Taiwan Semiconductor Manufacturing Co’s (TSMC, 台積電) quarterly sales topped estimates, reinforcing investor hopes that the torrid pace of artificial intelligence (AI) hardware spending would extend into this year.
The go-to chipmaker for Nvidia Corp and Apple Inc reported a 39 percent rise in December-quarter revenue to NT$868.5 billion (US$26.35 billion), based on calculations from monthly disclosures. That compared with an average estimate of NT$854.7 billion.
The strong showing from Taiwan’s largest company bolsters expectations that big tech companies from Alphabet Inc to Microsoft Corp would continue to build and upgrade datacenters at a rapid clip to propel AI development.
Photo: Chiang Ying-ying, AP
Growth accelerated for TSMC last month, capping 34 percent revenue growth for last year. That compares with TSMC’s official target of a 30 percent annual rise, although that outlook was expressed in US dollar terms. The world’s largest maker of advanced chips has been one of the biggest beneficiaries of a global race to develop AI.
TSMC’s market value nearly doubled last year, and it now trades in the US at a valuation close to US$1.1 trillion. However, some investors worry about when the AI boom would peter out. While TSMC’s revenue beat, it was just 1.6 percent higher than the average projection and fell short of the most bullish analyst expectations.
More bearish market observers point to potential over-building, bottlenecks to development such as power shortages, and the persistent absence of a killer AI app or service that would use up all of that server capacity.
The company’s gross margin is likely to expand to a two-year high of 58 percent or more, Bloomberg analyst Charles Shum said.
Four areas merit attention, Shum said.
First, the outlook for chip-on-wafer-on-substrate advanced-packaging capacity build and revenue, which is likely to give insight into the expected strength for AI chip demand in the coming twelve to eighteen months, he said.
Second, progress on the US Arizona fab’s ramp-up, which is critical to meeting the onshoring chipmaking needs of Apple, Nvidia and others, he said.
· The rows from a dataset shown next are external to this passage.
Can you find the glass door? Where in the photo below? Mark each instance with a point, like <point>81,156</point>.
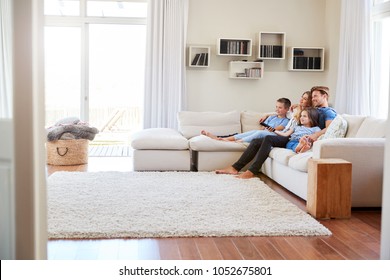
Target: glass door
<point>62,73</point>
<point>116,79</point>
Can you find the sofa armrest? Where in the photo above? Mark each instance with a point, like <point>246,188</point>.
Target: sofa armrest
<point>351,149</point>
<point>367,158</point>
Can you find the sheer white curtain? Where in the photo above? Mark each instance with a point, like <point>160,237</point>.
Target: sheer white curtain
<point>353,83</point>
<point>5,59</point>
<point>165,92</point>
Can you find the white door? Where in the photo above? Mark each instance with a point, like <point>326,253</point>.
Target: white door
<point>7,195</point>
<point>23,231</point>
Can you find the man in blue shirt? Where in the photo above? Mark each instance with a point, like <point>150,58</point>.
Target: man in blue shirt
<point>259,149</point>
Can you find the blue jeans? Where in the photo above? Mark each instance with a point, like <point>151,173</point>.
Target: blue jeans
<point>252,134</point>
<point>292,144</point>
<point>259,149</point>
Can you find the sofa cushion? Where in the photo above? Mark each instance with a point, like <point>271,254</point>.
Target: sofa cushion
<point>250,120</point>
<point>159,139</point>
<point>281,155</point>
<point>372,128</point>
<point>204,143</point>
<point>354,122</point>
<point>192,123</point>
<point>299,161</point>
<point>337,128</point>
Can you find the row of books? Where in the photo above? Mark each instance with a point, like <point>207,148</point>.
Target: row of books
<point>201,59</point>
<point>306,62</point>
<point>254,72</point>
<point>234,47</point>
<point>271,51</point>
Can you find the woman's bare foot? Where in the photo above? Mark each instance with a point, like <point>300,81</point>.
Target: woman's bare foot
<point>246,175</point>
<point>228,170</point>
<point>305,148</point>
<point>208,134</point>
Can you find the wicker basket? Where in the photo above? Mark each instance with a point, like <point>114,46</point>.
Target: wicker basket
<point>67,152</point>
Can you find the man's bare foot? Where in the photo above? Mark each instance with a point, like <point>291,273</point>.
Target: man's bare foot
<point>227,170</point>
<point>246,175</point>
<point>208,134</point>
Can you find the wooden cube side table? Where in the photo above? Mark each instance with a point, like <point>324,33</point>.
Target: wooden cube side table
<point>329,188</point>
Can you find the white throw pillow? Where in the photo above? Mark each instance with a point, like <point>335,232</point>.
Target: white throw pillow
<point>337,128</point>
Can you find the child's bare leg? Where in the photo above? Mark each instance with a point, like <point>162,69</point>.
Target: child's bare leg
<point>230,138</point>
<point>227,170</point>
<point>246,175</point>
<point>302,143</point>
<point>208,134</point>
<point>305,148</point>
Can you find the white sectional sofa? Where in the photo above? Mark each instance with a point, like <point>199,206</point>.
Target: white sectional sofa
<point>186,150</point>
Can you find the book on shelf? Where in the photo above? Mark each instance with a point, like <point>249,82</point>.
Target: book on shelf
<point>234,47</point>
<point>201,59</point>
<point>272,51</point>
<point>196,59</point>
<point>307,62</point>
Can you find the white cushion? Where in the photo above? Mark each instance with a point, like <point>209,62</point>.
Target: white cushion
<point>299,161</point>
<point>336,129</point>
<point>354,122</point>
<point>159,139</point>
<point>372,128</point>
<point>250,120</point>
<point>204,143</point>
<point>281,155</point>
<point>192,123</point>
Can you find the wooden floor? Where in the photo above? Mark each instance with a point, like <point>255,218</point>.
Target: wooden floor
<point>353,239</point>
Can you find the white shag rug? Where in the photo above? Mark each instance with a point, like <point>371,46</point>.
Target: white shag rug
<point>169,204</point>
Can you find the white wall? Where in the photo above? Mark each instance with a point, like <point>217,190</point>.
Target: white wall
<point>305,24</point>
Third, potential margin pressure from weaker demand in 7-nm, 16-nm and larger mature nodes, he said.
Finally, capital-spending plans this year, which would signal TSMC’s confidence in the uptake of its next-generation N2 node, he added.
The US has also erected a web of restrictions to curtail the flow of Nvidia’s most powerful chips to China, with uncertain longer-term ramifications for TSMC’s key customer.
Morgan Stanley expects TSMC to project annual sales growth of low-20 percent in dollar terms. “TSMC usually guides conservatively at the beginning of the year, and then over-delivers,” analyst Charlie Chan wrote, adding that the company raised its outlook for growth over the course of last year and might again be starting from a more conservative position at the start of a new year.